25.11.11

Holy Terrors

Hello little gnomes drilling for oil amongst my vast wasteland of neck.

I feel you gnawing deep 
 But have
 Nothing
 Left                                                To offer.

Sticky black tar is all that remains.
It clings to me in lumps as you slide down my crooked spine.

Everything is gone.
Your shovels took my coal.

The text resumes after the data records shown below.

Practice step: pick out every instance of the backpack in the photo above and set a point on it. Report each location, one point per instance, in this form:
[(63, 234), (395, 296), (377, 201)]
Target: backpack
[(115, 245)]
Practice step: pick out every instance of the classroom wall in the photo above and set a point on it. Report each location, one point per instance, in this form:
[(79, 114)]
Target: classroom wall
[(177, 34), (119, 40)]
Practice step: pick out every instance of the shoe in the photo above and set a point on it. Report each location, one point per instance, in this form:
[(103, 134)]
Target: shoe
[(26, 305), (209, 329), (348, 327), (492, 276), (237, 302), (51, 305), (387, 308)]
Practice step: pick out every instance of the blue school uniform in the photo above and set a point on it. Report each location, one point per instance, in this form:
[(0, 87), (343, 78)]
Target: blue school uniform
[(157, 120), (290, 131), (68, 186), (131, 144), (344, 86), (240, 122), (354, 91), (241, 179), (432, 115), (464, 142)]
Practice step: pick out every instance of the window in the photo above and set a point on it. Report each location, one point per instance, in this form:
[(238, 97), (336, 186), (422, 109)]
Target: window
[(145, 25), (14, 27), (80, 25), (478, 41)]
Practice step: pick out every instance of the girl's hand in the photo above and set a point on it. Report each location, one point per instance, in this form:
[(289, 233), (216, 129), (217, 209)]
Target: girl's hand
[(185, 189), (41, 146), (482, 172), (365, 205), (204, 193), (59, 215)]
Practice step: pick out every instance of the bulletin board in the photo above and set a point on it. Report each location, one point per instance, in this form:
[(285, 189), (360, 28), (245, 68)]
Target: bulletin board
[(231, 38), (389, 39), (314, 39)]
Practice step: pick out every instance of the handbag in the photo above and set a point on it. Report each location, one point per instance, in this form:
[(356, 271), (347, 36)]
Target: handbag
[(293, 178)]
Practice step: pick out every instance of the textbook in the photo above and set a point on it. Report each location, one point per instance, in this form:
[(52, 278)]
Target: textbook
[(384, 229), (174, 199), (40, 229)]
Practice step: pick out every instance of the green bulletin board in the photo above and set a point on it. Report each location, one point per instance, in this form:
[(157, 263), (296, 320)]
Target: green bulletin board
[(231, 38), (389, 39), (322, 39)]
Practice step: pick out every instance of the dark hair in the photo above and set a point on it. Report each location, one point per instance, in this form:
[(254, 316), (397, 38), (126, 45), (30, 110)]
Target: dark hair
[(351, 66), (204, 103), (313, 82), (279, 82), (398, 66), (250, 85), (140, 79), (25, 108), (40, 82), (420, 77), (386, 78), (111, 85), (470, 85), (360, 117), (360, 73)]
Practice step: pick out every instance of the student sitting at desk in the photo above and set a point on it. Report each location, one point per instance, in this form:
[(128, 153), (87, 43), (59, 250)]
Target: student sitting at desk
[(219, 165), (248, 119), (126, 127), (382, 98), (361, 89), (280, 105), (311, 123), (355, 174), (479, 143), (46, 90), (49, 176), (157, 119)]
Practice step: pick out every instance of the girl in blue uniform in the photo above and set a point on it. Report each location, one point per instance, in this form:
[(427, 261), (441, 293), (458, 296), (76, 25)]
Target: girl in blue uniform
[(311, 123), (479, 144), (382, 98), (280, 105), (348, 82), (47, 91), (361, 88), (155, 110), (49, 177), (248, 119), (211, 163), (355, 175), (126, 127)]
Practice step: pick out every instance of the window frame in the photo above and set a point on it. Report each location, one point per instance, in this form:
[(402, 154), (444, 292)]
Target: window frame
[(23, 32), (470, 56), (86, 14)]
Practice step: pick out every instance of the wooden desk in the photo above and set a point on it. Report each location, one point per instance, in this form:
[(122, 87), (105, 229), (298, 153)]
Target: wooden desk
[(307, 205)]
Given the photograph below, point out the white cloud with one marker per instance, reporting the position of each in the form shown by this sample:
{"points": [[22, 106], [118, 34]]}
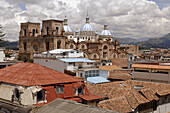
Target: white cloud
{"points": [[132, 18]]}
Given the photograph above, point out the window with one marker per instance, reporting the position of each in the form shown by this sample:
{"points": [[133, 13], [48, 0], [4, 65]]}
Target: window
{"points": [[95, 56], [47, 30], [59, 89], [71, 46], [16, 94], [56, 30], [25, 46], [80, 91], [41, 96], [70, 63], [58, 44], [33, 32], [25, 32], [35, 48], [82, 46], [47, 46]]}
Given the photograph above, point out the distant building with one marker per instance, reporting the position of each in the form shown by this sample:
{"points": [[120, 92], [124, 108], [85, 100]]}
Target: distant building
{"points": [[57, 34], [29, 85], [133, 49], [158, 72], [65, 106], [62, 64], [5, 62]]}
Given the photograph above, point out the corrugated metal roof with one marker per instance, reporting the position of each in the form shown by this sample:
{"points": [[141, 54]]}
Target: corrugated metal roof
{"points": [[76, 60], [31, 74], [97, 80], [65, 106], [149, 66], [59, 51]]}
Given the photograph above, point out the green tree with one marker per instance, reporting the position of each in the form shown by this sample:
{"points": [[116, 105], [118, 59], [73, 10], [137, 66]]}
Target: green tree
{"points": [[2, 36]]}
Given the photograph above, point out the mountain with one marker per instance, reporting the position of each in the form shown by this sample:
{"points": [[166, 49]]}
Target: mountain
{"points": [[12, 45], [126, 40], [162, 42], [145, 43]]}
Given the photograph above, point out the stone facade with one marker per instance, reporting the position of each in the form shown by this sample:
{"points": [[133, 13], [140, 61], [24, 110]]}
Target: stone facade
{"points": [[56, 34]]}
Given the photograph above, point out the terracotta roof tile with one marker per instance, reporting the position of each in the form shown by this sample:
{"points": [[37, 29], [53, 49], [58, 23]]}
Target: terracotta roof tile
{"points": [[31, 74], [136, 92], [120, 62], [116, 104], [120, 74], [151, 66], [109, 68]]}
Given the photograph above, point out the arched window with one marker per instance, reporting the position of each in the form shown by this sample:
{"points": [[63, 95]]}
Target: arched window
{"points": [[58, 44], [71, 46]]}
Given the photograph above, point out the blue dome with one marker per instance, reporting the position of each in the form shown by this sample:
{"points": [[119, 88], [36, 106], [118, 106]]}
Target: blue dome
{"points": [[67, 28], [87, 27], [106, 32]]}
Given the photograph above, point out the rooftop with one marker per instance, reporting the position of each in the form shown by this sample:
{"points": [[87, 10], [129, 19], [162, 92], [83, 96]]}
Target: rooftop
{"points": [[152, 66], [77, 60], [32, 74], [132, 92], [120, 62], [120, 74], [65, 106], [96, 80], [59, 51], [109, 68]]}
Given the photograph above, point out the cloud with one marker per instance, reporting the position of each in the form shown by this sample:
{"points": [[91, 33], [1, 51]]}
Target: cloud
{"points": [[135, 18]]}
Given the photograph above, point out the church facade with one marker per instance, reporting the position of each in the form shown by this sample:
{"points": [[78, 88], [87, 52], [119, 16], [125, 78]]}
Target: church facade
{"points": [[57, 34]]}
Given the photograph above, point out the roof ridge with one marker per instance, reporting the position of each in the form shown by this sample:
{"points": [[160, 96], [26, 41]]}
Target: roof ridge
{"points": [[32, 74]]}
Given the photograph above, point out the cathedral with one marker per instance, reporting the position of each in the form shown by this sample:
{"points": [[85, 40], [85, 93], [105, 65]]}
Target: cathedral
{"points": [[57, 34]]}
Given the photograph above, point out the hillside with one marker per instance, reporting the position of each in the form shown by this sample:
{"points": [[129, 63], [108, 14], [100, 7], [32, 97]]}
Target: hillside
{"points": [[12, 45], [163, 42]]}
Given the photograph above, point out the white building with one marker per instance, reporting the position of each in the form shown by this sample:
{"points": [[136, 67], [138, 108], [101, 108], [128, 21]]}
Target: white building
{"points": [[61, 53], [64, 59]]}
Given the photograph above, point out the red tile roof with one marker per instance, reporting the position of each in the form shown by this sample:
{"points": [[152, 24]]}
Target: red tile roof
{"points": [[91, 97], [109, 68], [135, 93], [117, 104], [151, 66], [31, 74], [120, 62]]}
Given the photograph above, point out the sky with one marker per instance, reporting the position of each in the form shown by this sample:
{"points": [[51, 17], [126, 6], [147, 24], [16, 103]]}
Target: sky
{"points": [[125, 18]]}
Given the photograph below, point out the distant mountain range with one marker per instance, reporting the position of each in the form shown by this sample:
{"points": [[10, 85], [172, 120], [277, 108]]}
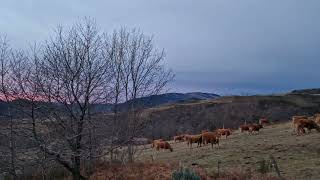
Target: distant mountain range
{"points": [[158, 100]]}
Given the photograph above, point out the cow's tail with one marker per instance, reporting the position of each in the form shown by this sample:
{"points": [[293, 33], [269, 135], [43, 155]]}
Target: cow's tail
{"points": [[317, 127]]}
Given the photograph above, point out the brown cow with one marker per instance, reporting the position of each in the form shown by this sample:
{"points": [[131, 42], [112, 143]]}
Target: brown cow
{"points": [[210, 137], [203, 131], [193, 139], [317, 118], [163, 145], [244, 127], [300, 130], [224, 132], [155, 142], [255, 128], [307, 123], [264, 121], [179, 138], [295, 120]]}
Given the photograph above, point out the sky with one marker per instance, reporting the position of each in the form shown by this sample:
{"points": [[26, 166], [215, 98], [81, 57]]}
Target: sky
{"points": [[217, 46]]}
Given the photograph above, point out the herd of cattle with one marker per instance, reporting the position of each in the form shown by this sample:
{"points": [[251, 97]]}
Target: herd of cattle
{"points": [[300, 123]]}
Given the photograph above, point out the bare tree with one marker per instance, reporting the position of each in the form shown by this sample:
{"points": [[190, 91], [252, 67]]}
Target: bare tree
{"points": [[5, 54], [60, 82], [139, 71], [67, 73]]}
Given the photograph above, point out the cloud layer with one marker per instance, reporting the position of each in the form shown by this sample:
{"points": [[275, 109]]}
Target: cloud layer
{"points": [[232, 46]]}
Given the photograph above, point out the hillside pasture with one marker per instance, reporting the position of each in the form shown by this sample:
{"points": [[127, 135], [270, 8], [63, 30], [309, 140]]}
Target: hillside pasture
{"points": [[298, 157]]}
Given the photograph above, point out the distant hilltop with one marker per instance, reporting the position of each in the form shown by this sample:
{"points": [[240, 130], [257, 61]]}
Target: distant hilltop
{"points": [[158, 100], [314, 91]]}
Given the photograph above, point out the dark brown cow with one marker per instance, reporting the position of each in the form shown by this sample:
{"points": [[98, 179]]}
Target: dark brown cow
{"points": [[210, 137], [224, 132], [300, 130], [317, 118], [264, 121], [295, 120], [193, 139], [179, 138], [203, 131]]}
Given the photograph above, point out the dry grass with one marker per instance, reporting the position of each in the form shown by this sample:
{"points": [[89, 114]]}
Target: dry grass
{"points": [[298, 157]]}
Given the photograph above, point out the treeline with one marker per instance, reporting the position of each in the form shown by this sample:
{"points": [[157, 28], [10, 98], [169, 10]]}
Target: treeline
{"points": [[55, 84]]}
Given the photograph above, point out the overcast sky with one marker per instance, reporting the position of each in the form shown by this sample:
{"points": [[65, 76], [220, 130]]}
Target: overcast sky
{"points": [[219, 46]]}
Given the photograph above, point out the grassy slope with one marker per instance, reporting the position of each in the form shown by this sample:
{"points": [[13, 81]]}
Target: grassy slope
{"points": [[298, 157]]}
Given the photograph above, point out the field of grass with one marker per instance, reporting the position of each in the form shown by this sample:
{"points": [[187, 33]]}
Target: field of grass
{"points": [[298, 157]]}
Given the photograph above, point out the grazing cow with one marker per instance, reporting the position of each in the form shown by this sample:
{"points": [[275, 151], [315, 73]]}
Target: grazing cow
{"points": [[194, 139], [307, 123], [295, 120], [163, 145], [203, 131], [179, 138], [224, 132], [317, 118], [155, 142], [264, 121], [300, 130], [210, 137], [244, 128], [255, 128]]}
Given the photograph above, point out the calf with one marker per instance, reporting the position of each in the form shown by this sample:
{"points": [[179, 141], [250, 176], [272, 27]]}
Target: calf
{"points": [[295, 120], [224, 132], [210, 137], [264, 121], [179, 138], [155, 142], [193, 139]]}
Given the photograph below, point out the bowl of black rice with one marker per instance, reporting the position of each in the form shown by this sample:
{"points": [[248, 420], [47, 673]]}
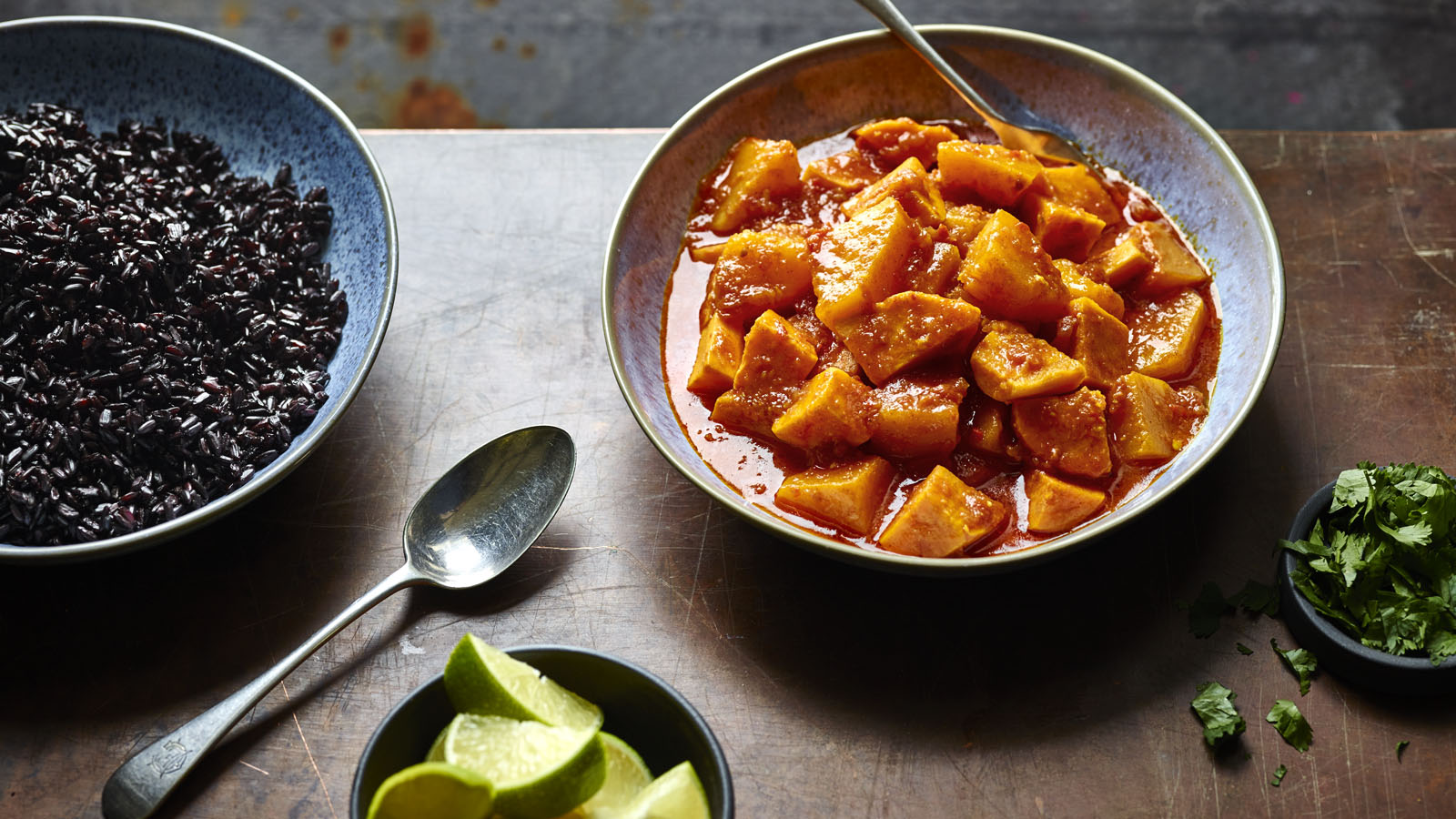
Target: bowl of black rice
{"points": [[197, 267]]}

Your hammers struck heavy blows.
There is no more beauty.

A shroud covers my eyes.
A dullness enters my mind.
You sit in your boats, propelling through the muck that was once my brain.
Your greedy hands have smudged it up.

Blast you and your dynamite, your massive numbers, your ‘Implementation’ plans.
Look at what you’ve done.
Look at who you’ve hurt.
Was it worth it?


Tschüss,
Marta Frieda Hart

24.11.11

Catty Mouse




As I clean our room one eve
I stumble across a letter sleeve
Although it is his, I cannot leave…
Inside this laid a peculiar motive
One that was particularly devoted
The letter told a story of a boy and girl
Who decide to give “free love” a whirl.
They would be together when close by
But when away, gave others a try
And as she writes this to my lad
With this proposal, she seems rather glad
Although the letter is charming, in it’s own right
I cannot help but feel it rather contrite
And try as I might….
The catty woman still fumes in me
Waiting to be unleashed and free
Upon the boy who I happen to see

I continue on the letter, curious of it’s end
The young lady suggests they follow the trend
Of free love and joy, like the girl and boy
I feel my shoulders shiver and my brows furrow
I burrow my frown deep in my face
For it simply is not my place to be upset
Yet, my eyes glance at the final words
“With love,” I gasp two words in thirds
I hear the rumble of his steps up the stairs
And in a final thought, I wonder if he cares
Still for her as she to him, and this
Brings my boiling blood to a brim
“Do you even care about me?”
I hiss at him, and clearly in his face
Is remarkable surprise, and although
I see sorrow deep in his eyes
I continue to glare as if
HE was unfair

“Of course I do.”
He mumbles in reply.
Yet the cat in me cries,
“You lie! You lie”
But I simply give him a frown
And push my eyes down
To the floor where we stand
Instead of his face or hands
Which come to my sides
then glide my cheek to his chest
And with this I must confess…

I am a mouse.
Who knows this girl and of her beauty
In body, mind, spirit and soul
And my own character is a hole
In this I feel hopeless and collapse
Into the arms of my guy
Into suffering and with a deep sigh
At my own fault…
For jealousy does not love
It makes me the prey, a victim of insecurity
It shows my lack of maturity
It makes me ugly, yet proud
Loud and yet unheard.
It bursts from me without cause
Vicious as claws, and tightening jaws
And yet in each spit of spite
I am a mouse, who with all my might

Attempts

 To feel

Needed

To feel

Loved

To feel

Safe

To feel

To feel

And when my lad kisses my head
I know there is nothing left to be said
That my catty nature is appeased
And my little mouse is pleased
That I am wanted, cared for a more
I know this must be true to the very core
Of my boy who gives me a grin
Genuine and sweet
And greets me with a kiss on my cheek
I blush and return the smile



I think I will stay with him for a while.